Google plans to adjust Search rankings based on page "experience"

Google will also give more weight to "experience" metrics for determining what's featured among the "Top Stories" in Search on mobile.
Written by Stephanie Condon, Senior Writer

Google on Thursday gave web developers a heads up that it plans to adjust Search rankings to put more emphasis on a web page's overall "experience." Additionally, Google will give more weight to "experience" metrics for determining what's featured on the "Top Stories" carousel in Search on mobile. 

Specifically, Google plans to incorporate Core Web Vitals, a set of metrics it introduced earlier this month, into its existing Search ranking signals. The Core Web Vitals quantify aspects of a web user's experience, including load time, interactivity and the stability of content as it loads. Google's existing Search signals for page experience include aspects like mobile-friendliness, safe-browsing, HTTPS-security, and intrusive interstitial guidelines. 

"Great page experiences enable people to get more done and engage more deeply; in contrast, a bad page experience could stand in the way of a person being able to find the valuable information on a page," Google's blog post said. "By adding page experience to the hundreds of signals that Google considers when ranking search results, we aim to help people more easily access the information and web pages they're looking for, and support site owners in providing an experience users enjoy."

The changes could significantly impact a number of sectors and lines of business, including publishing, e-commerce and marketing. Seemingly in acknowledgement of this, Google will not implement the ranking changes until next year. The company also plans to provide at least six months notice before they're rolled out. 

Google is also updating its developer tools to help them optimize their page experiences.
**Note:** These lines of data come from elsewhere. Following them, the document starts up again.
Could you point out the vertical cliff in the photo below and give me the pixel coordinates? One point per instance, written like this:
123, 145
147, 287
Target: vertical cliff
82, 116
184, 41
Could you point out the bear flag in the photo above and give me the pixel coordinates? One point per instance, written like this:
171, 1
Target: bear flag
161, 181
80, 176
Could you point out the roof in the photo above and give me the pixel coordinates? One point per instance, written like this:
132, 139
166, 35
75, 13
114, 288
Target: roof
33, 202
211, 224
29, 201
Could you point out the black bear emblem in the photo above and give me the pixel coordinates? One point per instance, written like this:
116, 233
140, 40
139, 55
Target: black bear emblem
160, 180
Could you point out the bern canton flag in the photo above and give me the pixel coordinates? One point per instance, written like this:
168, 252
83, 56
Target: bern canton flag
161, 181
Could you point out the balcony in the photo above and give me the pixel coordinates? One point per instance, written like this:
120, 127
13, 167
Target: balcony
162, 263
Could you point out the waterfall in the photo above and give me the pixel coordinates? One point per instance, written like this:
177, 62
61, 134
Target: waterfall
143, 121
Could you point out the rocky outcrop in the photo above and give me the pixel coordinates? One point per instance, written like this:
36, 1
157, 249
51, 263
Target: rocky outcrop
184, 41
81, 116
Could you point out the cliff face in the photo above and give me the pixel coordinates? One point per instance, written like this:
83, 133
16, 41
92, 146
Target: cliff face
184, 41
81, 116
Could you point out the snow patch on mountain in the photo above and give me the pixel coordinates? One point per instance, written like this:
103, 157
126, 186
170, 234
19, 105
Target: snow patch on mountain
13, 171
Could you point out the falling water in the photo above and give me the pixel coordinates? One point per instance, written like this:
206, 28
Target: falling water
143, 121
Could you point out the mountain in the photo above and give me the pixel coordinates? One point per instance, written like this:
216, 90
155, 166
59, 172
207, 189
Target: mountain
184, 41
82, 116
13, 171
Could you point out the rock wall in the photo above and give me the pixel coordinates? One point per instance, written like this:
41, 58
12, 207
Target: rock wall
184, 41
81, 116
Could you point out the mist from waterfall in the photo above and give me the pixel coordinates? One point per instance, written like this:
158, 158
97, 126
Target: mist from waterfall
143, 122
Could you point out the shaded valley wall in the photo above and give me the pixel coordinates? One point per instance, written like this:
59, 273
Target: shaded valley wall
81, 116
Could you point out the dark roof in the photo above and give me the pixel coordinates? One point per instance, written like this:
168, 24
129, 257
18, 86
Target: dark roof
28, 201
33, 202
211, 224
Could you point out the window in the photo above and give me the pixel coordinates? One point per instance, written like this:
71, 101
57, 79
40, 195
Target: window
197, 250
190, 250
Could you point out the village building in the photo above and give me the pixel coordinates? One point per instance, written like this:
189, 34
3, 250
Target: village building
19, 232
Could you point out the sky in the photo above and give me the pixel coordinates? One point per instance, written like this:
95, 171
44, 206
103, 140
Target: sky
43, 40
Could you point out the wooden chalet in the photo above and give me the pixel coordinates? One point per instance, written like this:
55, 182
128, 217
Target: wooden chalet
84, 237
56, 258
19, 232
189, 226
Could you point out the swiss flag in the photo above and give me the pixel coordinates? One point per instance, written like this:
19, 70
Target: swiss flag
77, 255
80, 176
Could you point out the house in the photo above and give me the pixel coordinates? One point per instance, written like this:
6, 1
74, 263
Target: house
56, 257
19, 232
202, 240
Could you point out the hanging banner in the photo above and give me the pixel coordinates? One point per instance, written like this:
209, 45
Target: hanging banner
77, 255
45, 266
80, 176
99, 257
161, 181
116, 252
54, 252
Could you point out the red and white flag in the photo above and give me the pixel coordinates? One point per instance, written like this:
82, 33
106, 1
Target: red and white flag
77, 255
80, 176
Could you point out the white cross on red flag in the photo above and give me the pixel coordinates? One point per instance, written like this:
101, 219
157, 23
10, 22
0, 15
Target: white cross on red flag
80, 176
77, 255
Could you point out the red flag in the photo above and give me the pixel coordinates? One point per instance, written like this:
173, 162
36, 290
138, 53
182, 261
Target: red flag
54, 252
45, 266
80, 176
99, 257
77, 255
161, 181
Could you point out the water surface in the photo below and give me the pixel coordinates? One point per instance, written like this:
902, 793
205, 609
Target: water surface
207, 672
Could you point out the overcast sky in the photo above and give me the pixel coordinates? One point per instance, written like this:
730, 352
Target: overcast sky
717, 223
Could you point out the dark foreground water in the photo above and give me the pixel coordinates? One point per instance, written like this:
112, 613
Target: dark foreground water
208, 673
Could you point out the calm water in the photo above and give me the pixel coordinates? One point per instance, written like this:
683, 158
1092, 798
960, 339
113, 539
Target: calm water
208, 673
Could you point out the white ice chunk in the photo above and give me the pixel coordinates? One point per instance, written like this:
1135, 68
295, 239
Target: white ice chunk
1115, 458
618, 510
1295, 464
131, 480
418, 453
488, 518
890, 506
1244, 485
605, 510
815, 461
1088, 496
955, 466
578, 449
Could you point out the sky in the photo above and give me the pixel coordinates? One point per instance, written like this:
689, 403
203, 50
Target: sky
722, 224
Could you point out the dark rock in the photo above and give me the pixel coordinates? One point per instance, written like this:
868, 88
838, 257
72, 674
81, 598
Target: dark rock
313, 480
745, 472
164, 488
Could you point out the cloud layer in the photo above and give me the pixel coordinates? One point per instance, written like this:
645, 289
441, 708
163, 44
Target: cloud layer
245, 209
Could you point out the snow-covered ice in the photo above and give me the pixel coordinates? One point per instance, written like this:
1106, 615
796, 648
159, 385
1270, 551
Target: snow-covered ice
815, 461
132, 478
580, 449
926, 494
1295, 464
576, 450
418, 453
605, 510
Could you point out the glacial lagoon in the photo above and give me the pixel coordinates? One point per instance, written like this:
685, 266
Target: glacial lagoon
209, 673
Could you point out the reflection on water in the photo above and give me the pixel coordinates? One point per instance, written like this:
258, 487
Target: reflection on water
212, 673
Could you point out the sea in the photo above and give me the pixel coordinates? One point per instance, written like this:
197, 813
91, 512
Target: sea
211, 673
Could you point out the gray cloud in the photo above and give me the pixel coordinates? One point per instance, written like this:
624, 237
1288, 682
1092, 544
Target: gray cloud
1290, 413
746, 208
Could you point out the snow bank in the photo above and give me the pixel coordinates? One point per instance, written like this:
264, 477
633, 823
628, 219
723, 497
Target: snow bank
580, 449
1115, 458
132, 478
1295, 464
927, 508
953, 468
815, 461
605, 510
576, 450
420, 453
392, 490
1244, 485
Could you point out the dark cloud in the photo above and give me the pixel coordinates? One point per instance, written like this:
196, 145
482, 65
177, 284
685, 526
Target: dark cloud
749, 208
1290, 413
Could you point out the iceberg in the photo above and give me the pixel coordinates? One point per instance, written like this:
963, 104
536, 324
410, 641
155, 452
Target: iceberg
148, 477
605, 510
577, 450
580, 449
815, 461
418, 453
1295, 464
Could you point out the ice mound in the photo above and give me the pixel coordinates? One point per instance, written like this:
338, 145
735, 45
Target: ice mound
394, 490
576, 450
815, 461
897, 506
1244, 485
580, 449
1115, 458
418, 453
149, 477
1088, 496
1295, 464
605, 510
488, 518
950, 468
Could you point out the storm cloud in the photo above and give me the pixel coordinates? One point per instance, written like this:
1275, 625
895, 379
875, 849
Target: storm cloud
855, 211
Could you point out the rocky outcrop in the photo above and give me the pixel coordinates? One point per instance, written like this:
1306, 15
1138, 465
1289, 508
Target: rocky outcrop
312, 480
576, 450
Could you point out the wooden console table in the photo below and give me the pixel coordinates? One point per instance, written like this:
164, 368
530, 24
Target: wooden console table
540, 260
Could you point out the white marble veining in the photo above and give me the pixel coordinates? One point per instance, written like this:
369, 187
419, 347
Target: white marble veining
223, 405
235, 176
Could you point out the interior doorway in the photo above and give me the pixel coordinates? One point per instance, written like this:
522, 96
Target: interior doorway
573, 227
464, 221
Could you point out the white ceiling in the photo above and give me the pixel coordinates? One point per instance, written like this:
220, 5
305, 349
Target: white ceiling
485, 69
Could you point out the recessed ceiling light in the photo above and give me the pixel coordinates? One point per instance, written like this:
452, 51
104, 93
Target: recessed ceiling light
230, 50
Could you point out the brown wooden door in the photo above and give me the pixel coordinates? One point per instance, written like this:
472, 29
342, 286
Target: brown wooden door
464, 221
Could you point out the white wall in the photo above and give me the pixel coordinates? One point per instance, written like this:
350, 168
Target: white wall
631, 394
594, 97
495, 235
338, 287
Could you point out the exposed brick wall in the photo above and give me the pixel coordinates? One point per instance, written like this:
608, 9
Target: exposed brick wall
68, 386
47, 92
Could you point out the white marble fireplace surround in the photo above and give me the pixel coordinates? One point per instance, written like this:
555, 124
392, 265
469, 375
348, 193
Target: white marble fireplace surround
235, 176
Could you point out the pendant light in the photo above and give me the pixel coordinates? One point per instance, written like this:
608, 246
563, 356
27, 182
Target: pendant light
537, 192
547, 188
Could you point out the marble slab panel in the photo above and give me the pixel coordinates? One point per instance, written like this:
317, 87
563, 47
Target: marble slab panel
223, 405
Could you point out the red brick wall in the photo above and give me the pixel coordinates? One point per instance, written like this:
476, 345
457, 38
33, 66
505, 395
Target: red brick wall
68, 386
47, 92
Additionally, the Google Search Console will provide a dedicated report to help site owners find potential areas of improvement.

A good page experience "doesn't override having great, relevant content," the blog post said. "However, in cases where there are multiple pages that have similar content, page experience becomes much more important for visibility in Search."

Meanwhile, as Google updates its metrics for ranking "Top Stories" on Search on mobile, it's also eliminating the requirement for Top Stories to support AMP, its Accelerated Mobile Pages framework.

"Google continues to support AMP, and will continue to link to AMP pages when available," the blog post said.